San Culmacio

No suelo esperar nada en cualquier día de la semana. Menos que toquen a la puerta. Las únicas que de repente se atreven cubren sus cabezas con sombrillas monocromas y reparten panfletos piadosos que se van directo a la basura.

El impulso bullanguero me llevó a recorrer la cortina de la ventana grande, por si acaso estaban por llegar los mariachis. La calle iluminada y solitaria anuncia inconfundible el domingo postdesvelable. Si fuera de otra manera, se escucharían las rueditas plásticas de las mochilas infantes untarse escandalosas sobre el pavimento caliente, mientras las voces apresuradas de las mamás suben de tono en calidad de arrieras. ¡Siempre es lo mismo! ¡Te levantas tarde y no desayunaste! Parece que no fue ayer, porque ayer se nos inundó la misma, la misma que es la calle.

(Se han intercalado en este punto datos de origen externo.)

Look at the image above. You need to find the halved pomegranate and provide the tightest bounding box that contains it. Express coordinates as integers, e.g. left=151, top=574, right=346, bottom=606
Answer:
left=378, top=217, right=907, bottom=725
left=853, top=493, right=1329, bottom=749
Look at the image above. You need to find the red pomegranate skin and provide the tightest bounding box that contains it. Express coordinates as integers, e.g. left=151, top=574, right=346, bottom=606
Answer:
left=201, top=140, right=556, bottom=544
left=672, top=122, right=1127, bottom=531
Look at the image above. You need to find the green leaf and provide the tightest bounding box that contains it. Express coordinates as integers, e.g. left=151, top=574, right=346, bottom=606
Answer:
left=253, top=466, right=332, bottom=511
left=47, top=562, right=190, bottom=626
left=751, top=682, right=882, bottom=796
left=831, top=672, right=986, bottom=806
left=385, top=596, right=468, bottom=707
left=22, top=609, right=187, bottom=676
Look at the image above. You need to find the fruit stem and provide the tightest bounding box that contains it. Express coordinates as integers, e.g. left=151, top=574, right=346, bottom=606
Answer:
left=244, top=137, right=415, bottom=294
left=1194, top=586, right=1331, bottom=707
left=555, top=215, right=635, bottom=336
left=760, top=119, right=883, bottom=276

Cuando los hijos se van es hora de poner a tostar las tortillas. Nuestros abuelos acostumbraban limpiarse los dientes con el carboncillo de maíz que despellejaban, molían y no nos importaba. Por insolentes modernos usamos la pasta de dientes. Los dejamos hundidos en su pasado, arrumbados en la poltrona, viendo con incredulidad pasar el presente.

Presente que ya es pasado. ¿Dónde está mi poltrona?

Si no la encuentras búscala por internet. Ahí la fotografían y la venden. Las fotografía no, la poltrona. La pagas a distancia y te la mandan por paquetería. Tarda en llegar una semana.

Si pues, aquí mismo la espero, en el presente, solo, frente a la computadora.